La frontière entre le Burkina Faso et la Côte d’Ivoire est une frontière terrestre internationale continue longue de 584 kilomètres. En 2002, cette frontière avait été fermée à cause de la crise ivoirienne. Elle a ouvert de nouveau fin 2004. La frontière entre le Burkina Faso et la Côte d’Ivoire est aujourd’hui considérée comme dangereuse. La menace terroriste y est très forte. En décembre 2019, le ministère français des Affaires étrangères, a du reste placé cette frontière dans les zones rouges de sa carte de conseil aux voyageurs. Cette région forestière a toujours été un couloir de trafics, d’orpaillage et de braconnage. Les terroristes profiteraient aussi de sa porosité pour passer d’un côté à l’autre de la frontière. Pour se protéger de la contagion terroriste, la Côte d’Ivoire a lancé l’opération « Frontière étanche » après l’assassinat d’un guide et l’enlèvement de deux touristes français dans le parc de la Pendjari, au Bénin. Dans le cadre de cette opération, la Côte d’Ivoire a déployé 300 militaires pour prêter main-forte à la police et à la douane afin de sécuriser les 1 116 km de frontières qui séparent le pays du Mali et du Burkina. Depuis le début de la crise sécuritaire au Sahel, la Côte d’Ivoire a connu un seul attentat terroriste. C’était le 13 mars 2016, dans la ville balnéaire de Grand-Bassam, à quelques kilomètres d’Abidjan. Il avait fait 19 morts et 33 blessés. Selon certaines sources, des attaques auraient été déjouées en juin 2019 à Abidjan, notamment contre le Novotel, propriété du groupe Accor, ou encore contre le camp Gallieni, quartier général des forces armées nationales de Côte d’Ivoire (FANCI).

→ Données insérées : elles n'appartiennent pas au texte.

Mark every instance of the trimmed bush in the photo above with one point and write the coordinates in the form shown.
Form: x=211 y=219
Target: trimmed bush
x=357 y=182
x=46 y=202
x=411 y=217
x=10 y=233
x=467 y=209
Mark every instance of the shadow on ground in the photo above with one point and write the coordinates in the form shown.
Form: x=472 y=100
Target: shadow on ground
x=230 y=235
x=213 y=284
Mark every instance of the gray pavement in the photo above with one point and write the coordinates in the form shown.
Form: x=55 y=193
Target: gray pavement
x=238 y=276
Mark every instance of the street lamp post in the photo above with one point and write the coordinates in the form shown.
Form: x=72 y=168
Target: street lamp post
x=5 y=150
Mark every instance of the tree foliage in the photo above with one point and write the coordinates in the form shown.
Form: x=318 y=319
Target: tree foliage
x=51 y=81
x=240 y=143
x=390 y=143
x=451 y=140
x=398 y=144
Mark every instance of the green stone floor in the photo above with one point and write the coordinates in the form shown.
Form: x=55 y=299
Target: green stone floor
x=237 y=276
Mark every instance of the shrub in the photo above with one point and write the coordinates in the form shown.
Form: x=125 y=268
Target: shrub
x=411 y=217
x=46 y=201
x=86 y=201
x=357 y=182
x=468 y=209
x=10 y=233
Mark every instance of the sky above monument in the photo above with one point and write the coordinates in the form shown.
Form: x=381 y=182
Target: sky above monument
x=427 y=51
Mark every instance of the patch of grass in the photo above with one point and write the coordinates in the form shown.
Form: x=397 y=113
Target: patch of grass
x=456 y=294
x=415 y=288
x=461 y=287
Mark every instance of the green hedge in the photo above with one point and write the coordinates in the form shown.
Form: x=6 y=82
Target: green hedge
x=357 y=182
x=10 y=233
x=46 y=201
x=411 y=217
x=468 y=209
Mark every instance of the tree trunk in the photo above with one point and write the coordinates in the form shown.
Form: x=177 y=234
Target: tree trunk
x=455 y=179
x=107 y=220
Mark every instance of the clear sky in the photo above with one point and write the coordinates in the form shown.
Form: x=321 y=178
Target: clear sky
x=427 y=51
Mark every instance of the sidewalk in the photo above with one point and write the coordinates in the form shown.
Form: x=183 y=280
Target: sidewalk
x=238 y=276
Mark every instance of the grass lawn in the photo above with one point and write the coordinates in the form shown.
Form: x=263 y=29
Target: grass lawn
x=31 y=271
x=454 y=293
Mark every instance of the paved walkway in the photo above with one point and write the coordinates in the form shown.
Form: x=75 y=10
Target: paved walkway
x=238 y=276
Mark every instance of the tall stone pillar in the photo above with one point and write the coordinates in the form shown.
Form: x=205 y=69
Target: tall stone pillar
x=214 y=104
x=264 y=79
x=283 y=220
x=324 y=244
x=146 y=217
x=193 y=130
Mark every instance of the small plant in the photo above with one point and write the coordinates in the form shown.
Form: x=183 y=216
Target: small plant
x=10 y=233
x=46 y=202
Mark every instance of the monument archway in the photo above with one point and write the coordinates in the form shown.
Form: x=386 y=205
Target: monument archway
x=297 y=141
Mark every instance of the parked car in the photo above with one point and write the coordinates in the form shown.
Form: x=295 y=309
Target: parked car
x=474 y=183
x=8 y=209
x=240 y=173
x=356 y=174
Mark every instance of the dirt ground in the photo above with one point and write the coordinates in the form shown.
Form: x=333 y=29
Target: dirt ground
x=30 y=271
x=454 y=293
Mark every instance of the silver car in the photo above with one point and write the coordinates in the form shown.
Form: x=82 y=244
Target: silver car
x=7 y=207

Agir intelligemment ensemble
A quelques mois de la présidentielle ivoirienne, l’inquiétude gagne les esprits. Le pays a connu plusieurs mutineries. Certains ex-rebelles estiment n’avoir pas été rétribués comme il se doit par le pouvoir en place. Aux récriminations militaires, viennent se greffer des problèmes politiques par rapport aux candidatures à la présidentielle de 2020. Guillaume Soro prête à Alassane Ouattara des velléités de briguer un 3è mandat d’où toute cette « machination » contre lui. C’est dire que les nuages s’amoncèlent dans le ciel ivoirien. Les ex-combattants pourraient-ils être tentés par des actions de destabilisation les poussant à pactiser avec des groupes terroristes pour frapper la Côte d’Ivoire ? Rien n’est moins sûr. Il y a donc lieu d’ouvrir l’œil et le bon car les terroristes profitent toujours de l’instabilité politique pour s’emparer des pays. La situation politique de la Côte d’Ivoire intéresse au plus haut point le Burkina Faso dans la mesure où c’est le pays qui accueille le plus grand nombre de burkinabè résidant à l’étranger. Pour la première fois, ceux-ci sont autorisés à voter. L’enjeu est politiquement important pour le Burkina Faso.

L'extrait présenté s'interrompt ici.